5- Fra le sezioni della vostra mostruosa mitologia isolana (Anime, Diavoli...) una è dedicata alle «Donne mostruose»: da cosa nasce l'esigenza di creare uno spazio apposito per queste anime prave?
R. La nostra categorizzazione non risponde ovviamente a criteri scientifici di alcun genere, ma è soltanto una scelta dettata da ragioni creative. In particolare, il capitolo dedicato alle donne mostruose è nato quasi spontaneamente per due motivi tutto sommato abbastanza banali: il primo è legato alla particolare declinazione che alcune figure fantastiche femminili, presenti anche in altri contesti immaginifici, avevano in Sicilia, e il secondo alla necessità di dare autonomia e dignità alla figura della donna mostruosa che spesso è stata interpretata soltanto nell'ottica di una derivazione o emanazione del mostruoso maschile.

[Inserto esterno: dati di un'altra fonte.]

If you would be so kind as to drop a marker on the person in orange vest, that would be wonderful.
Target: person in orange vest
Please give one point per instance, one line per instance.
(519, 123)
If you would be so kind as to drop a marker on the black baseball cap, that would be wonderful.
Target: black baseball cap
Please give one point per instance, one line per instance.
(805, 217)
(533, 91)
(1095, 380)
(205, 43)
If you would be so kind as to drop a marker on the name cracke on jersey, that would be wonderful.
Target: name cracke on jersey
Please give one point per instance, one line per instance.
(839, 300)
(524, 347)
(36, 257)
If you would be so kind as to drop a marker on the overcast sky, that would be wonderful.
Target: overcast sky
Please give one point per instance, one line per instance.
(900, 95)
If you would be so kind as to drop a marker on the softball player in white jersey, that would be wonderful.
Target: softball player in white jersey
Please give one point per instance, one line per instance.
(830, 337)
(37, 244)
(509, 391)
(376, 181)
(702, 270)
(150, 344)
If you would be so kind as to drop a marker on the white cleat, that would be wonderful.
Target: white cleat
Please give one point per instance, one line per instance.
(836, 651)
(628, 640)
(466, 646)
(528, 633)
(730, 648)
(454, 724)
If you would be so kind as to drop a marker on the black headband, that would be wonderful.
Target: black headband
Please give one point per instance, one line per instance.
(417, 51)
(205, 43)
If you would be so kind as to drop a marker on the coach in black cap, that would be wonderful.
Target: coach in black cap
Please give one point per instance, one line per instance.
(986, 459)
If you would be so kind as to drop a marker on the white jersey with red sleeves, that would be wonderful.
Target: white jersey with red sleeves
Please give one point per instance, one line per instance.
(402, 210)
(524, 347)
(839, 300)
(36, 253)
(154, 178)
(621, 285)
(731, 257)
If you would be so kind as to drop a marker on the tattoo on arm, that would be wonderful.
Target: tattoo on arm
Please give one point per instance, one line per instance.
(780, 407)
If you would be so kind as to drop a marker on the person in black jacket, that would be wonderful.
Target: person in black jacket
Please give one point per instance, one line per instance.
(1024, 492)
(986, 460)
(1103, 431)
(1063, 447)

6- Vi piacerebbe raccontare ai nostri lettori una creatura che è rimasta fuori dal novero di quelle antologizzate? Anche per esorcizzare possibili ripicche...
R. In questo viaggio abbiamo scoperto centinaia di creature straordinarie, la scelta di limitarci a una trentina è stata faticosa e dolorosa. Speriamo che le escluse non ci maledicano. In compenso ci piacerebbe citare da queste parti una figura che è presente in diverse località siciliane, seppur con nomi diversi, e che somiglia per certi aspetti ad alcune Creature che troverete all'interno del libro. È u immirutu che deriva da immu, cioè gobba, ed è questo vecchietto che di notte, assieme alla moglie, che ovviamente si chiama immiruta, rapisce i bambini e li porta nel suo villaggio. E secondo voi, dove li nasconde? Ovviamente nell'immu, nella gobba, come una sorta di mostro alieno che ingloba le sue vittime e le consuma poco a poco. E non pensate che l'essere grandi e grossi vi salverà, il vecchio gobbo si adatta alla sua vittima, proprio come un pitone.